Most common bioinformatics coordinate data formats can be interpreted as or transformed to Interval format. For example: '.bed'}} datasets (always), 0-based coordinate '.tab' or '.txt' datasets, 1-based '.GFF/.GTF/.GFF3' datasets (use Convert Formats -> GFF-to-BED), and others.
Example definition line: #CHROM START END STRAND NAME SCORE COMMENT
- 1. CHROM - The name of the chromosome (e.g. chr3, chrY, chr2_random) or contig (e.g. ctgY1).
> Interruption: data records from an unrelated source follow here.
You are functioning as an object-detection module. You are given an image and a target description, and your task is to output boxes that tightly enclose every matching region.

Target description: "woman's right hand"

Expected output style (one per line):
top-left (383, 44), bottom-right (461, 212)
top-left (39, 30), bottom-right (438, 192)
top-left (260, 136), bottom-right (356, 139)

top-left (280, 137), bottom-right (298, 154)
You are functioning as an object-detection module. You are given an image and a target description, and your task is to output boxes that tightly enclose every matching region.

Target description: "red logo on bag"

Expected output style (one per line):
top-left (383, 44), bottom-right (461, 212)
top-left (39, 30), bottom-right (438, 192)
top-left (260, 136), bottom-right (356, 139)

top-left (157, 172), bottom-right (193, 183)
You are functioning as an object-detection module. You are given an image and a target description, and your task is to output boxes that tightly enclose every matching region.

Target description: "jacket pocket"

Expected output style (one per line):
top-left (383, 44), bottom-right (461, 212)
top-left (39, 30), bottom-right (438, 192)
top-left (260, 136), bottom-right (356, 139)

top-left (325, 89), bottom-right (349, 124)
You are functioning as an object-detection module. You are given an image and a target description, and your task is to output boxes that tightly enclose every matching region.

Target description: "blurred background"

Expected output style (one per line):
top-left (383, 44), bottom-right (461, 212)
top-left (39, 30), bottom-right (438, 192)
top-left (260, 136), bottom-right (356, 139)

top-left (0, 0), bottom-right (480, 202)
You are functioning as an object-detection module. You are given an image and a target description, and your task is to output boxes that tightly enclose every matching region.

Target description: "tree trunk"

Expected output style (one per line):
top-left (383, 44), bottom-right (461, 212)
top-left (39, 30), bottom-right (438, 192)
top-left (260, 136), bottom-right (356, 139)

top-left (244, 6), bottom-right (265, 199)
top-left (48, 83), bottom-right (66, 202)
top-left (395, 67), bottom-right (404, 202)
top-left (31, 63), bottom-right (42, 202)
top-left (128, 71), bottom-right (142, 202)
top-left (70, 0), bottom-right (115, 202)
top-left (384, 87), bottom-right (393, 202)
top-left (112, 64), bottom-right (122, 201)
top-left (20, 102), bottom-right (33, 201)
- 2. START - The starting chromosome position of the feature. The first base in a chromosome is numbered 0. See BED format (above).
- 3. END - The ending chromosome position of the feature. For example, the first 100 bases of a chromosome are defined as chromStart=0, chromEnd=100.
- 4. STRAND - Defines the strand - either '+' or '-'. Optional value, null or undefined is omitted or a "." ("dot" without quotes).
- 5. NAME - Name for the feature. Free text, no whitespace. Optional value.
- 6. SCORE - Numeric value for the feature used for calculations and display. Optional value.
- 7. COMMENT - Free text, no whitespace. Optional value.
Example: #CHROM START END STRAND NAME COMMENT chr1 10 100 + exon myExon chrX 1000 10050 - gene myGene
Lav
Lav is the primary output format for BLASTZ. The first line of a '.lav' file begins with '#:lav.'.
MAF
TBA and multiz multiple alignment format. The first line of a .maf file begins with ##maf. This word is followed by white-space-separated "variable=value" pairs. There should be no white space surrounding the "=".
Scf
A binary sequence file in 'scf' format with a '.scf' file extension. You must manually select this 'File Format' when uploading the file.
Sff
A binary file in 'Standard Flowgram Format' with a '.sff' file extension.
Tabular (tab delimited)
Any data in tab delimited format (tabular). May end with the extension '.tab' or '.txt'.
Wig
The wiggle format is line-oriented and ends with the extension '.wig'. Wiggle data is preceded by a track definition line, which adds a number of options for controlling the default display of this track. (more)
Plain text
Any plain text file, commonly ending with the file extension ".txt".